The ground-breaking was held at the class’s 35th reunion on Nov. 17, 1989. All three members of The Troika were decked out in blue blazers and gold hardhats and armed with ceremonial picks and shovels.

Three honorary members of the class were there, too: Garff Wilson ’31, the man who wrote the Andy Smith eulogy that is read aloud the night before each Big Game; restaurateur Larry Blake, whose rathskeller was home away from home for decades of Cal students; and Agnes Robb ’18, Robert Gordon Sproul’s secretary for almost 50 years, who donated $10,000 to underwrite a book to serve as a historical record for the campus archives.

But Chancellor Heyman wasn’t there. “He’d much rather be here than where he is,” Vice Chancellor Mac Laetsch told the crowd. “He’s meeting with the regents.”

One year later, the gate was ready for its dedication.
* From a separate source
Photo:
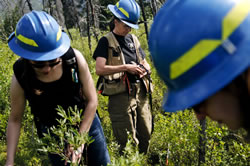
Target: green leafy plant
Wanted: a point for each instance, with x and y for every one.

As a final touch, Lesley Walsh and Jack Ken designed a stainless-steel time capsule filled with Cal memorabilia from the ’50s to be set in the pavement between the towers.

At the dedication, Walsh noted that, “In St Paul’s Cathedral in London is a simple tablet of its great builder, Christopher Wren, that says ‘If you seek his memorial, look about you.’ Well, this isn’t St Paul’s, but it will do very nicely for the class of 1954.”